Ahora mismo, mientras toma el segundo café del día y lee las primeras palabras de este artículo, sentado frente a su amor capicúa, a Juan Urbano le ha dado por pensar en los cines que se cierran en Madrid y por preguntarse adónde van exactamente los túneles que se abren en el subsuelo de la ciudad, y ha llegado a la conclusión de que, en el fondo, esas dos historias distintas son las dos mitades de una misma amenaza. Ni que decir tiene que a él también le impresionaban las obras de la M-30, todos esos pasos subterráneos que llevan del Nudo Sur al Vicente Calderón, y de allí hasta el paseo del Marqués de Monistrol; o desde la cuesta de San Vicente hacia la avenida de Portugal; esas conexiones que conducen a los coches, a través de la oscuridad, hasta la A-42 y con las plazas de Legazpi, Santa María de la Cabeza, Pirámides y Marqués de Vadillo. Y, desde luego, sueña con que se haga realidad el parque de 275.000 metros cuadrados que el Ayuntamiento promete que plantará, a lo largo de la próxima legislatura, en ese espacio liberado; y se alegra por los vecinos que, cuando acabe la pesadilla de las grúas y las hormigoneras, verán desde sus ventanas el río Manzanares y un bosque, en lugar de ver automóviles enfadados. "Sí, pero ¿a qué clase de ciudad van a dar esos túneles?", se repitió.

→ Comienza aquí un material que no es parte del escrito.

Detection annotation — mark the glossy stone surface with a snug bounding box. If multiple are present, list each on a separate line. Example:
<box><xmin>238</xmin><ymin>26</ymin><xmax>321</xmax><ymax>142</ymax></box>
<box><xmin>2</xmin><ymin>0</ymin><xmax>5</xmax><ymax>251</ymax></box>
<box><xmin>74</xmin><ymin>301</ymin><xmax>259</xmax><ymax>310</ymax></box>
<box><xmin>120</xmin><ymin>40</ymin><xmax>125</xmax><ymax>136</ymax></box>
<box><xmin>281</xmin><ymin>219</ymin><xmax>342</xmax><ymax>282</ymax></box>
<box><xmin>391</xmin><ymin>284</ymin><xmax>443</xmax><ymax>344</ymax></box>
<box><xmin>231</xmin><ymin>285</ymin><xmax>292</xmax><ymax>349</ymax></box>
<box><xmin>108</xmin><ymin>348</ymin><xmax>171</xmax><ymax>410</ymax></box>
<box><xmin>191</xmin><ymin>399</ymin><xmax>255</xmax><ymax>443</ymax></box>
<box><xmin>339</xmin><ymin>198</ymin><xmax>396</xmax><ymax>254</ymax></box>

Porque Juan Urbano había hecho algunos viajes a Estados Unidos y allí, en un coche de alquiler, fue de un lado para otro en Los Ángeles, en Atlanta o en Denver, y descubrió lo que significa estar en una de esas ciudades-autopista donde la mayor parte de la gente vive en el extrarradio y el centro se convierte en las afueras, en una zona de paso que no tiene más vida que la de las oficinas; lugares donde no hay más camino que el asfalto y el coche es la única alternativa; sitios que mueren cuando mueren los horarios laborables y que, en un sentido estricto, no están habitados por ciudadanos, sino sólo por empleados. Áreas utilitarias y nada más que eso.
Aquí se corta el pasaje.